[Abstract] [Full Text PDF] (in Japanese / 1780KB) [Members Only And Two Factor Auth.]

J.Jpn. Surg. Soc.. 87(9): 1036-1039, 1986


Report on the annual meeting

SELECTION AND INDICATION OF CERVICAL ESOPHAGECTOMY AND LYMPHADENECTOMY FOR CARCINOMA OF THE CERVICAL ESOPHAGUS

The Second Department of Surgery, Tohoku University School of Medicine, Sendai, Japan

Tetsuro Nishihira, Morio Kasai

I) Fifty-five (75.3 percent) out of 73 cases of cervical and hypopharyngeal cancers were resected. The standard operative procedure for reconstruction after resectin was interposition of pedicled jejunal segments between the cervical esophagus or the hypopharynx and the upper thoracic esophagus with or without total laryngectomy.

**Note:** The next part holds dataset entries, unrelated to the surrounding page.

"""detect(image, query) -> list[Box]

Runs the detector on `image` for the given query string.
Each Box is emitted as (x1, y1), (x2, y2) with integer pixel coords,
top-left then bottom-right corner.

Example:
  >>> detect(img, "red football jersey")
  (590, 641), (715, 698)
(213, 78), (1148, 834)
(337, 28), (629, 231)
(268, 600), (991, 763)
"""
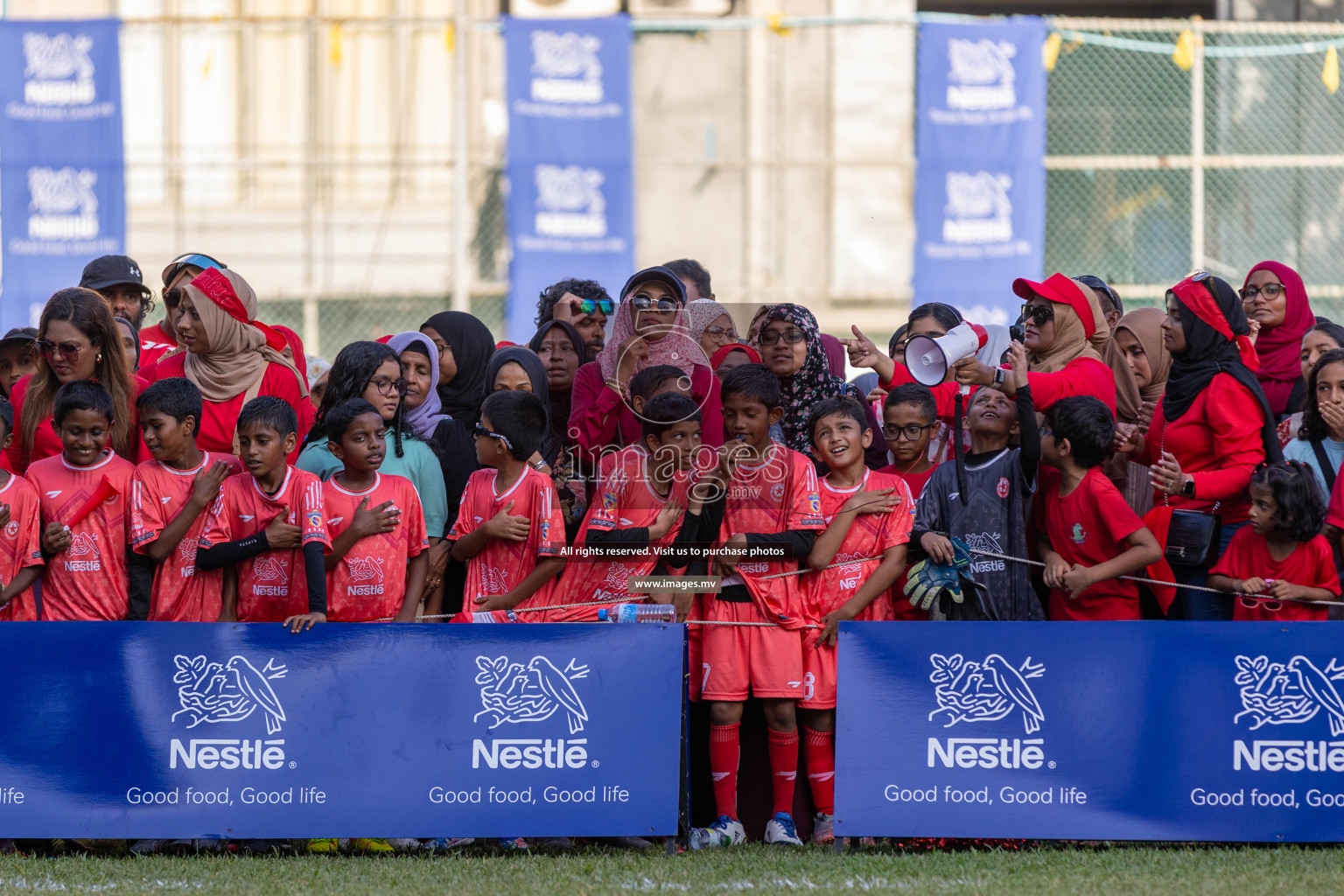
(130, 452), (239, 622)
(446, 467), (564, 610)
(200, 466), (332, 622)
(1033, 465), (1144, 620)
(1208, 525), (1340, 622)
(711, 442), (827, 627)
(0, 472), (43, 622)
(323, 472), (429, 622)
(27, 452), (136, 620)
(537, 446), (691, 622)
(802, 470), (915, 622)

The five-year survival rate of 11 patients undergoing the operation preserving the larynx was 27.3 percent and that of 20 patients undergoing the operation with laryngectomy was 18.0 percent.
II) A successful case of reconstruction with a free jejunal segment between the hypopharynx and the middle thoracic esophagus under the right thoracotomy for carcinoma involving both the cervical and thoracic esophagus is introduced.
III) In cases of tumors localized in the cervical esophagus and/or hypopharynx, lymphnode dissection for cervical nodes was done bilaterally in the neck, and for paraesophageal and paratracheal nodes in the upper thorax, such dissection was performed from the cervix as much as possible without thoracotomy. In case of tumors involving both the cervical and the thoracic esophagus, lymphadenectomy was performed in the neck and also in the thorax with thoracotomy, and total esophagectomy was done.
IV) Postoperative combined therapies such as radiotherapy covering the whole cervix and the mediastinum accompanied by chemotherapy are indispensable for the prevention of recurrence.